Question

The radius of a right circular cylinder is given by √(t+6) and its height is 1/6√t , where t is time in seconds and the dimensions are in inches. Find the rate of change of the volume of the cylinder, V, with respect to time.(Volume(V) of a cylinder with a circular base area (A) and hight (h) is given by V=Ah).

Answer 1

Answer:

The rate change of volume of the cylinder is $\frac{\pi}{4} ( \sqrt t+\frac2{ \sqrt t})$ cubic inch per second.

Step-by-step explanation:

Given that the radius of right circular cylinder is $\sqrt{(t+6)}$  and its height is $\frac16 \sqrt t$ where t is time in second and the dimension are inches.

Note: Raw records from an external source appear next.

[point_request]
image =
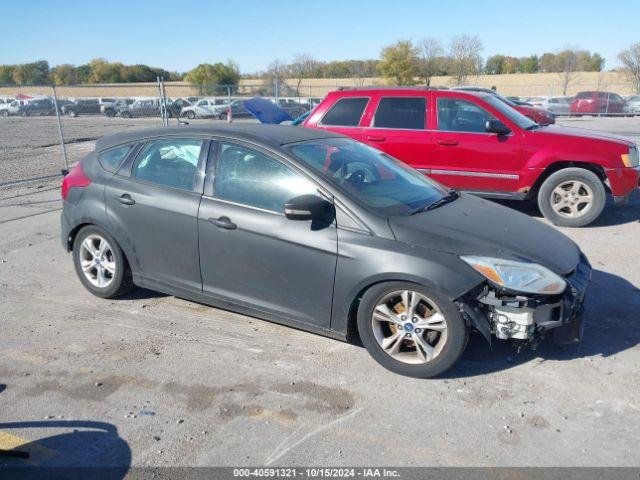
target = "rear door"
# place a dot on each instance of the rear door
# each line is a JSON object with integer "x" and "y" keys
{"x": 399, "y": 128}
{"x": 465, "y": 156}
{"x": 346, "y": 116}
{"x": 152, "y": 203}
{"x": 250, "y": 253}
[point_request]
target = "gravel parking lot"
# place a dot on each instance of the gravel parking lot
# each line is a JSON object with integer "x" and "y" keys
{"x": 153, "y": 380}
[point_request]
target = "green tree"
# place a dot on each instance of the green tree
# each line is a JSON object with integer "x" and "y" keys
{"x": 36, "y": 73}
{"x": 208, "y": 77}
{"x": 399, "y": 63}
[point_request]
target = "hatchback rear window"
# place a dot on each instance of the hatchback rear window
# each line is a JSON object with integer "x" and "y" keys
{"x": 405, "y": 113}
{"x": 111, "y": 159}
{"x": 346, "y": 112}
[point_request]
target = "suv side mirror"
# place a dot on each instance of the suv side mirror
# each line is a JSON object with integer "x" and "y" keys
{"x": 309, "y": 207}
{"x": 496, "y": 126}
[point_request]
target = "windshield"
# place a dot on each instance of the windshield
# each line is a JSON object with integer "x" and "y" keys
{"x": 372, "y": 178}
{"x": 511, "y": 113}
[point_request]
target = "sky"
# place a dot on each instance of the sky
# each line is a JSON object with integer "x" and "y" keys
{"x": 180, "y": 34}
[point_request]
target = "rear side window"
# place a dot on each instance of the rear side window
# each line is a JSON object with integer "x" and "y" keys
{"x": 402, "y": 113}
{"x": 346, "y": 112}
{"x": 110, "y": 160}
{"x": 170, "y": 162}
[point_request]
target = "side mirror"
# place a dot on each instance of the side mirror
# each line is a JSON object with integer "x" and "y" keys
{"x": 496, "y": 126}
{"x": 309, "y": 207}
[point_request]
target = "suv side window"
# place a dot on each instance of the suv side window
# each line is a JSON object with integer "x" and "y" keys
{"x": 111, "y": 159}
{"x": 172, "y": 162}
{"x": 455, "y": 115}
{"x": 252, "y": 178}
{"x": 346, "y": 112}
{"x": 405, "y": 113}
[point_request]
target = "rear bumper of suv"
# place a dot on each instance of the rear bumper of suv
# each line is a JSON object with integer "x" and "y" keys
{"x": 623, "y": 181}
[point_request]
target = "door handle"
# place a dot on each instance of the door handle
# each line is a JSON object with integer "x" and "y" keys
{"x": 376, "y": 138}
{"x": 223, "y": 222}
{"x": 448, "y": 143}
{"x": 125, "y": 199}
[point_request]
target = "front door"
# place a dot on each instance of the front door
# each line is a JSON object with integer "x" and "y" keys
{"x": 154, "y": 210}
{"x": 465, "y": 156}
{"x": 250, "y": 253}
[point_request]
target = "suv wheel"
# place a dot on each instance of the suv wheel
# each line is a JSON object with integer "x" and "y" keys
{"x": 411, "y": 330}
{"x": 100, "y": 263}
{"x": 572, "y": 197}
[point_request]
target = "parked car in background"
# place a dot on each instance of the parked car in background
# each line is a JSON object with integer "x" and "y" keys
{"x": 558, "y": 105}
{"x": 204, "y": 108}
{"x": 5, "y": 102}
{"x": 37, "y": 107}
{"x": 317, "y": 231}
{"x": 475, "y": 142}
{"x": 597, "y": 103}
{"x": 632, "y": 105}
{"x": 538, "y": 115}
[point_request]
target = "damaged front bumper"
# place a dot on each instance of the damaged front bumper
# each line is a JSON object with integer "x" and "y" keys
{"x": 528, "y": 318}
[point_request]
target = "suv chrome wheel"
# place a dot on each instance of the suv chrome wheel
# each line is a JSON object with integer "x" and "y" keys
{"x": 409, "y": 327}
{"x": 97, "y": 261}
{"x": 572, "y": 199}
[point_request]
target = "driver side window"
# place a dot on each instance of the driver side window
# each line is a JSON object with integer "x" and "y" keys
{"x": 455, "y": 115}
{"x": 252, "y": 178}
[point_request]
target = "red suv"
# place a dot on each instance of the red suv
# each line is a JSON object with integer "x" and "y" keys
{"x": 476, "y": 143}
{"x": 597, "y": 103}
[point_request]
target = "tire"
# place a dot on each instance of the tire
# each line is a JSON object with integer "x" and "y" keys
{"x": 117, "y": 280}
{"x": 575, "y": 184}
{"x": 447, "y": 342}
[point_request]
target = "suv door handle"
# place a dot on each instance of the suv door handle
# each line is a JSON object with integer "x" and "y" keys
{"x": 376, "y": 138}
{"x": 125, "y": 199}
{"x": 224, "y": 222}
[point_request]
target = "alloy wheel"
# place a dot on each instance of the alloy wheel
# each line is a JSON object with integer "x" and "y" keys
{"x": 572, "y": 199}
{"x": 409, "y": 327}
{"x": 97, "y": 261}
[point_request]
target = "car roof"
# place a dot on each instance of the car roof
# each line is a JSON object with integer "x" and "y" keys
{"x": 266, "y": 135}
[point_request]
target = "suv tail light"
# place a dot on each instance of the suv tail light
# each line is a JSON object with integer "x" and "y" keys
{"x": 74, "y": 179}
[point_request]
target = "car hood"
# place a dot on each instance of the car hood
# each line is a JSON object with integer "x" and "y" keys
{"x": 585, "y": 133}
{"x": 473, "y": 226}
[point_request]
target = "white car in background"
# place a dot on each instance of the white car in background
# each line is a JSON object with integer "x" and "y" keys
{"x": 632, "y": 105}
{"x": 205, "y": 108}
{"x": 558, "y": 105}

$\therefore r = \sqrt{(t+6)}$

The base area of the cylinder is A= $\pi r^2$

                                                        $=\pi (\sqrt{t+6})^2$

                                                       $= \pi (t+6)$

$\therefore A= \pi(t+6)$

Differentiating with respect to t

$\frac{dA}{dt}=\pi$

$\therefore h=\frac16\sqrt t$

Differentiating with respect to t

$\frac{dh}{dt}=\frac16 \times \frac12(t)^{\frac12-1}$

$\Rightarrow \frac{dh}{dt}=\frac1{12} (t)^{-\frac12}$

The volume of cylinder is V= Ah

∴V= Ah

Differentiating with respect to t

$\frac{dV}{dt}=A\frac{dh}{dt}+h\frac{dA}{dt}$

    $=\pi (t+6). \frac1{12}t^{-\frac12} +\frac16\sqrt t . \pi$

   $=\pi. \frac1{12}.t^{\frac12}+\pi . 6.\frac1{12} t^{-\frac12} +\pi\frac16 \sqrt t$

   $=\frac{\pi}{4} ( \sqrt t+\frac2{ \sqrt t})$

The rate change of volume of the cylinder is $\frac{\pi}{4} ( \sqrt t+\frac2{ \sqrt t})$ cubic inch per second.